第7話 開いてた

 事態が大きく動いたのはその翌日だった。またトシヤとカホの買い物に大魔王がついてくることになった。

 だが玄関を出てからカホが気付く。

「あ、財布」カホがバッグの中を探し言った。「ごめん。財布取ってくるね」


 そう言ってカホがアパートの中に戻る。トシヤと大魔王は二人残されてしまった。トシヤは昨夜のこともあり、大魔王と二人で何やら気まずい。


「カホ、遅いですね」と言ってみたものの大魔王は何も答えない。なのでトシヤは思い切って言ってみた。「昨日はすみませんでした」

「何がだ」と大魔王が言った。

「いえ、失礼なことをしてしまったかなと」


 大魔王はトシヤを少し見つめてから言った。


「二度と歯向かわないことだな」

「歯向かう?」


 そう言われてトシヤは、大魔王は昨日の朝のことを言っているのだと気が付いた。大魔王にとっては昨日の朝のことの方が重要で、昨日の夜のことは大して気にしていないらしい。そうトシヤは解釈した。


「わかりました」とだけトシヤは言っておいた。

「次に歯向かえば、貴様も消す」


 というところでカホが戻ってきて、三人は歩きだす。いつも行っていたスーパーは大魔王が破壊したせいで、閉鎖してしまったようだ。壁に巨大な穴が空いてしまったのもその一因だが、やはり人間が消される瞬間を目撃してしまったら、もう誰も近寄らなくなってしまうものらしい。そのため三人は、少し遠くにあるスーパーに向かっていた。相変わらず三人を邪魔する人間は一人としていない。三人を見るや、誰もが一目散に逃げていく。大魔王はそんなことなど特に気にせずただ歩いている。


 そんな中、カホがトシヤの肩を指で叩いた。何かと思って見れば、カホの背中に回した手に、なんと緑色の腕輪が握られているのである。

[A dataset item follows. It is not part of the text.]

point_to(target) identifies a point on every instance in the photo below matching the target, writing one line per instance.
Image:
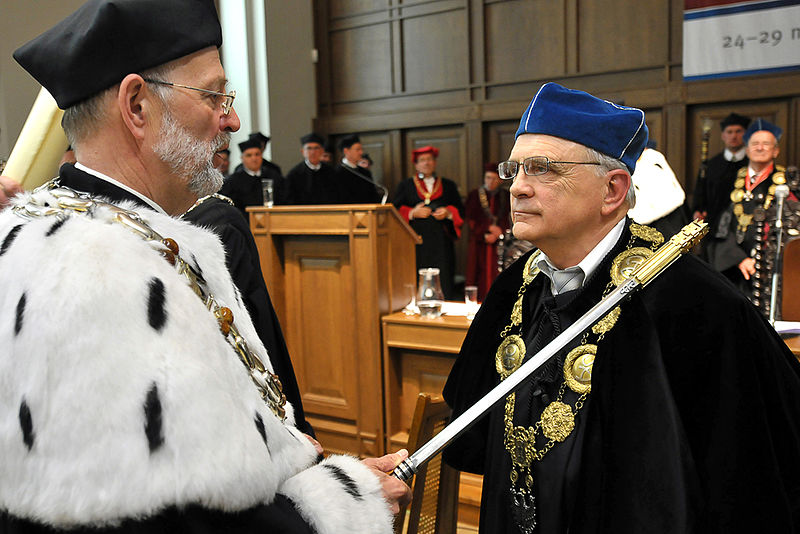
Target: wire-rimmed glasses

 トシヤは思わず声を出しそうになったが、何とか声を抑えた。大魔王の方を見れば、ちゃんと両腕に腕輪を着けていた。それとは別のものをカホが持っているのだ。すると、カホが「開いてた」とトシヤに囁いた。それでトシヤは理解した。どうやら和室にあったあの黒い箱を、大魔王は開けっぱなしにしていたのだろう。それをカホが偶然見つけ、中身を持ち出した。これはまたとない奇跡だ。これさえあれば大魔王と同等の力が手に入るはず。

 だからトシヤはジェスチャーでその腕輪を早く着けろと示した。だがカホが小さく首を横に振り「わからない、着け方」と囁く。

 そのとき大魔王がこちらを向いたので慌ててカホが緑の腕輪をポケットに突っ込む。


「今日はどこまで行く」と大魔王は言った。

「もうすぐです」とトシヤが答える。


 ところがそのときであった。最悪の事態が起きてしまったのだ。いきなり大魔王の背中に石が直撃した。と言っても、緑の腕輪のせいで大魔王には傷一つ無い。だがそれで、大魔王がおもむろに振り向く。


「誰だ」低い声で大魔王が言った。